If it still works, someone out there can still use it. (y)

You made me remember I have an athlon board and cpu somewhere when I bought the bundle on ebay just for the power supply since it was cheaper than just the power supply.
 
If it still works, someone out there can still use it. (y)

You made me remember I have an athlon board and cpu somewhere when I bought the bundle on ebay just for the power supply since it was cheaper than just the power supply.
So many Powerspec PCs were bought from microcenter for the same reason! Harvest the GPU and sell the box or parts. There were a lot of open box returns too as those had LHR versions.
 
This. All OEM bloat sucks, period. Give me good drivers, everything else I can do in the BIOS or better open source software, thanks.

I've not heard of any decent open source software for RGB control or even fan control that's brand agnostic.
 
Kind of surprised support hasn't been integrated into Windows yet! 🙃
There isn't a single standardized API for controlling RGB and fans. The hardware is physically different and without some type of API to interface with, its not really possible. I've heard of third party fan controls that were sort of brand agnostic, but support for each board basically has to be added to it by the software developer. I've never heard of this for RGB. As for adding that stuff to Windows, Microsoft is working on doing just that. When we'll see it or how well it will work is another matter entirely. My guess is it will probably work about as well as HDR support does. Meaning, great on some configurations and horribly on others.
 
It seems to work that way (with Windows).
It would be nice to slipstream a switch into install isos that just shut it off altogether.
Even better if it were a set and forget feature either from BIOS or out of band utility.
RGB on motherboards is the devil! The only thing I want to see is something useful like post code LED, status for RAM, GPU, et al fine too.
And disk and network activity lights.
The the vegas style BRIGHT RGB strips along motherboard coolers, backlit dragons, and so on...NO!
JMHO, of course.
And I'm a fan of dragons.
I still have Corsair DDR memory that has LED lights. These actually were (sort of) functional and would go from green to red like a VU meter on a tape deck depending on memory pressure! Not sure how they did that.
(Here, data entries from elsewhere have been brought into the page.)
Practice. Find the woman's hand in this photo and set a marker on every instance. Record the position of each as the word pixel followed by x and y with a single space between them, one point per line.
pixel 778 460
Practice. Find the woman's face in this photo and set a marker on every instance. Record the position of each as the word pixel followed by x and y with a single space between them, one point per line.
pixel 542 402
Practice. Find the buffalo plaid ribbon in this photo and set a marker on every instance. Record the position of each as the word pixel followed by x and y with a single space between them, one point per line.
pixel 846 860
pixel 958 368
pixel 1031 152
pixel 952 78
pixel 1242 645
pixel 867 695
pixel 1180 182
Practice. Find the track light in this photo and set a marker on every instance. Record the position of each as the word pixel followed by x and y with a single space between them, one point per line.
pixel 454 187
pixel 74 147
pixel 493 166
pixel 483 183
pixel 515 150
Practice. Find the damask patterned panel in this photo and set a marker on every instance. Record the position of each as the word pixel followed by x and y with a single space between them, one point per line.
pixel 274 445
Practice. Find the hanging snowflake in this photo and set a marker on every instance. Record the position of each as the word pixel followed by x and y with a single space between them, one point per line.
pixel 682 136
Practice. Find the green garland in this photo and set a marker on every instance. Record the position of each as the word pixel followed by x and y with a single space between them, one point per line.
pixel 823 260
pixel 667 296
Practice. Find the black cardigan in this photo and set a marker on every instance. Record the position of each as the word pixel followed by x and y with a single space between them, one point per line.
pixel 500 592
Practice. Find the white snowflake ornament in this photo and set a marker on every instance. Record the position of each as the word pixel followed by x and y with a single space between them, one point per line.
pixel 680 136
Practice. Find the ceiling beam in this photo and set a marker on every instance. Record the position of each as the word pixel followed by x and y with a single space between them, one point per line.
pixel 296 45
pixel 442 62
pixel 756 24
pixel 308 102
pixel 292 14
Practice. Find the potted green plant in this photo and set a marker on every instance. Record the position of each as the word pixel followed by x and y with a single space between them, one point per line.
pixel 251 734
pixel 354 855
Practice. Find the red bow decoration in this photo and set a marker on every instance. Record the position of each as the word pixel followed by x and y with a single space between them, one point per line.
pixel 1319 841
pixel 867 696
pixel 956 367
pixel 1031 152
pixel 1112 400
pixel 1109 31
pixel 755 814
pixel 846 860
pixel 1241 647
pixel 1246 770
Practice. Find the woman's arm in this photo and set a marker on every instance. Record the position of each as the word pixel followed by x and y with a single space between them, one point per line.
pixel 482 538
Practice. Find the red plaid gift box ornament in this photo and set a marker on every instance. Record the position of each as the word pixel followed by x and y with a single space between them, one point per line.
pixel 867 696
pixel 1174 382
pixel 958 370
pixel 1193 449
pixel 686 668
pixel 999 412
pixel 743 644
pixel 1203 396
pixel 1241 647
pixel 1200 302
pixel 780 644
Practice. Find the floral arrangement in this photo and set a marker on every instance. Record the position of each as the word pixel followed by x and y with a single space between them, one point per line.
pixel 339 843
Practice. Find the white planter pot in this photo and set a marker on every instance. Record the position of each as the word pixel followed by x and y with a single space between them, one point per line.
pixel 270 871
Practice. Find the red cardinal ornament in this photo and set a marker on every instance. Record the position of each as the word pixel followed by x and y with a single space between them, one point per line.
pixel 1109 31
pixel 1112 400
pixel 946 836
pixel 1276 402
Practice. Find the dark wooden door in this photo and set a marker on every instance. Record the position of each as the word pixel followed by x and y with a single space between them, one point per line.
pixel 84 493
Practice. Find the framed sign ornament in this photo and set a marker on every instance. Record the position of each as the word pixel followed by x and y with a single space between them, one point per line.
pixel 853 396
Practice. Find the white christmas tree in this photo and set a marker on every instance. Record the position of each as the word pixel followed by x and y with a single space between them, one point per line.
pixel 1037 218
Crucial had their Ballistix Tracers that worked on ram activity and was more mixed but certain things like Prime95 blend would set them off flashing in a seizure inducing frenzy. Those tracers also were blistering hot and practically every set I had literally burned out and Crucial would replace them until they were no longer manufactured and then offered gift cards. The DDR3 variants fixed the problem but were just kind of dumb flashers like we have now.